Posts Tagged Anne Tyler
Anne Tyler, Emily Neville, and the Change in the Publishing World
For Christmas this year I asked to have hardback replacements for some of the paperback books I love. I thought this would be a good present since it was something I wanted and it would allow my husband to search ebay and other places online. I received copies of Morgan’s Passing (1980) by Anne Tyler
and the 1964 Newberry Award winner, It’s Like This Cat by Emily Neville. Overall, I’m not a rereader, but with the passage of time and new copies in my hands, I decided to reread both.
I first read It’s Like This Cat in 5th or 6th grade. My recollection was that it was funny, touching, real, and I liked the love story. Rereading it fifty years after it was first published, I can see the points that I probably thought were humorous. The love story was very tame and hardly drove the story since it was mostly about a teenaged boy and his relationship to his father. He does change in the course of the book, but as literature for kids in past often did, it was more of a told than an shown change. Not exactly preachy, but probably not something that would be considered great literature these days. Since the language and situations are very sanitized, I’m wondering if kids in 2014 would enjoy this book? Although it is about a 14 or 15 year-old, it seems more like a story for a contemporary ten-year-old.
I must have read Morgan’s Passing sometime after it was first published as I discovered Anne Tyler while taking an Adolescent Literature class at Colorado State University. The main requirement of the class was to read so many pages of books for adolescents. I don’t remember what our page count was, but I know I read many books and someplace I have the index cards I made for the class with a summary of each book. This particular class helped me land a job working in the Children’s Department of our library, the place were the YA books were then shelved.
The book I read was A Slipping Down Life. Most of Anne Tyler’s books would not be classified as young adult, so the others I read were not for this class. I think I’ve read everything she’s written but one. The problem is, I don’t know for sure which one that is since a number of the earlier ones tend to blend together. My favorite of her oeuvre is A Patchwork Planet, one of her more recent. Reading Morgan’s Passing, a book I recalled as having a very quirky (even for Anne Tyler) character, I was struck by how much the world has changed. The character does things that I’m sure readers today think of as sexual assault and stalking, although most of Tyler’s writing is remarkably free of actual sex scenes.

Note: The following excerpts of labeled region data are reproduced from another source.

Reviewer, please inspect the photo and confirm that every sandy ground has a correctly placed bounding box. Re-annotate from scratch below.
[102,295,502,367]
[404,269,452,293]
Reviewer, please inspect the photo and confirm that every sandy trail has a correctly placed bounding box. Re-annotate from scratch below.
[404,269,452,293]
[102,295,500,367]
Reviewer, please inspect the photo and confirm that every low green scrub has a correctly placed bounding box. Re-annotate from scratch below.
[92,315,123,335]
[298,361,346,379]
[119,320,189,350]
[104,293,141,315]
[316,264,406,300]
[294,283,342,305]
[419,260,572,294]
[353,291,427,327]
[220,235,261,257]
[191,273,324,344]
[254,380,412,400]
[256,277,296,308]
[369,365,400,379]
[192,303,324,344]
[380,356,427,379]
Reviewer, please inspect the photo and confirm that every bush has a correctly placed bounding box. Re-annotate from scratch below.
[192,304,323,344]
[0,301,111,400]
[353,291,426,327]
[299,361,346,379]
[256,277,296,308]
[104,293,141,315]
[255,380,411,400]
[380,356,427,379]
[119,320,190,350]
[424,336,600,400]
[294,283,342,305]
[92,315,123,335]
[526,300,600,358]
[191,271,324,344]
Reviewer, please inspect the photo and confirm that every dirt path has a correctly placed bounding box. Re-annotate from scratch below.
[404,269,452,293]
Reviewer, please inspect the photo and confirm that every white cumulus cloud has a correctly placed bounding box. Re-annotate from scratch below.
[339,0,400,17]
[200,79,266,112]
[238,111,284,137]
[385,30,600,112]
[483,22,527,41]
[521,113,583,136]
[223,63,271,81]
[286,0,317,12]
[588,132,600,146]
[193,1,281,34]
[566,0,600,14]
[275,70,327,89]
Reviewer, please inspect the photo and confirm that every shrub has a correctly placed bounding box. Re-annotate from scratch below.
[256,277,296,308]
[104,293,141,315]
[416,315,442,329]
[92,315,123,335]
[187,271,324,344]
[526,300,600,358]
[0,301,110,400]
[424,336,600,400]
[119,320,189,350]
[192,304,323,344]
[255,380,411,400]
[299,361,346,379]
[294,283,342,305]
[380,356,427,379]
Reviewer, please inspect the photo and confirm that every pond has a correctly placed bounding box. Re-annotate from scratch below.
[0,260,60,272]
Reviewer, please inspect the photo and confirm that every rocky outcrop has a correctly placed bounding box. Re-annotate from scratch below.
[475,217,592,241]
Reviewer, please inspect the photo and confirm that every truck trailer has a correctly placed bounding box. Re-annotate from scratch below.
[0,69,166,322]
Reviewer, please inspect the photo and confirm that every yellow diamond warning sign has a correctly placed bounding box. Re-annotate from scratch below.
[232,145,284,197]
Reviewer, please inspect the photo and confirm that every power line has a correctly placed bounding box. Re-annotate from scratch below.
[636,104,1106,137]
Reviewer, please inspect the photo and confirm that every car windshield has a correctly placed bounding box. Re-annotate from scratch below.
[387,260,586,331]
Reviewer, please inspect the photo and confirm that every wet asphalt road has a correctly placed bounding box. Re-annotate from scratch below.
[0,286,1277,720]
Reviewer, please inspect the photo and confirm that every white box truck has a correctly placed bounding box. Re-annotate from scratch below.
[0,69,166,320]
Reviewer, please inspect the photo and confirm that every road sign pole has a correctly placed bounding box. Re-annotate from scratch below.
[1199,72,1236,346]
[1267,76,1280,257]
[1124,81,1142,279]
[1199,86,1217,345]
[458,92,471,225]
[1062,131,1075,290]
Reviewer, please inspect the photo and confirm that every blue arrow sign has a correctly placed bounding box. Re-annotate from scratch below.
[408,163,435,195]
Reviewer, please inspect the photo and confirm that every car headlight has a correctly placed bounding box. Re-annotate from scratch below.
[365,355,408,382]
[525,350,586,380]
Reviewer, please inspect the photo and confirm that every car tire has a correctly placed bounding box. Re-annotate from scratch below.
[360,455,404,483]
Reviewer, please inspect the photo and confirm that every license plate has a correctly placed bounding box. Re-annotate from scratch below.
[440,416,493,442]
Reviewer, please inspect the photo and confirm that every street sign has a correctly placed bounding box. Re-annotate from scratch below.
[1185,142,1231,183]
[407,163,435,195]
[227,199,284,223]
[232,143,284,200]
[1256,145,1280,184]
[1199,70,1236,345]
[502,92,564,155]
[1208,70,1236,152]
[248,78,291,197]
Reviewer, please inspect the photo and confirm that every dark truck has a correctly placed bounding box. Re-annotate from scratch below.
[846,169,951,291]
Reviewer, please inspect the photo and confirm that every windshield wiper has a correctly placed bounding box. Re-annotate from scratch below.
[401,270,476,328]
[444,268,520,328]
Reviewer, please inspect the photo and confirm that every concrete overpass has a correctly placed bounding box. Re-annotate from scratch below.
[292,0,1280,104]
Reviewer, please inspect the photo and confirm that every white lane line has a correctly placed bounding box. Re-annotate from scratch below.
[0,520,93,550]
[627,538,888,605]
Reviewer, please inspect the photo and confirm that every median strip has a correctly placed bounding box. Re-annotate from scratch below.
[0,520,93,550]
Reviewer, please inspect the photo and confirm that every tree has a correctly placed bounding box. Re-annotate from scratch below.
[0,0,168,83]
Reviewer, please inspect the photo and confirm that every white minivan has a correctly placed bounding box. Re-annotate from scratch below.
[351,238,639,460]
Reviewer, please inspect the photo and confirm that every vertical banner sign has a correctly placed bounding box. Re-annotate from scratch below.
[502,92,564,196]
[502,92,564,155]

The world of writing and publishing has changed as well. Anne Tyler had the privilege of being a writer who has done very little self-promotion. In this interview from April, 2012 in The Guardian, it states this is her first face-to-face interview in over 40 years! In doing some research on Emily Neville, it appears she did little self promotion, too, as she soon became a lawyer and died with little notice in 1997.
Although my writing has been likened to Anne Tyler’s—the characters, not the prose—I would wish my writing life could emulate hers as well. I’m sure I’m not the only writer who laments the need for self-promotion. A question might be, does this switch to the author having to self-promote change the face of “literature” as currently published? I’m sure many would respond that it is change in publishing world that is driving the necessity for writers to become promoters, but as agents look for a different type of writer to pitch to editors, does the style of book change? Or maybe the question is, who is driving the change to the more visible writer–someone tweeting away, blogging, doing interviews on the Today Show, online, at conferences, etc? Is it the reader or the industry? If the industry, does this do the reader a service, or are we now stuck with the equivalent of the movie industry with the constant blow them up special effects blockbuster?
To further color the analogy, are “mainstream”–as in non-strictly genre books, or those shelved in Fiction A–Z—the equivalent of independent movies with literary novels in the category of foreign films? And if so, do these have the attendant problems that are accompanying this burgeoning source of DVDs? (See “As Indies Explode, An Appeal for Sanity.”) Possibly the many DVDs are more akin to self-published books?
And writers, which type of author would you prefer to be?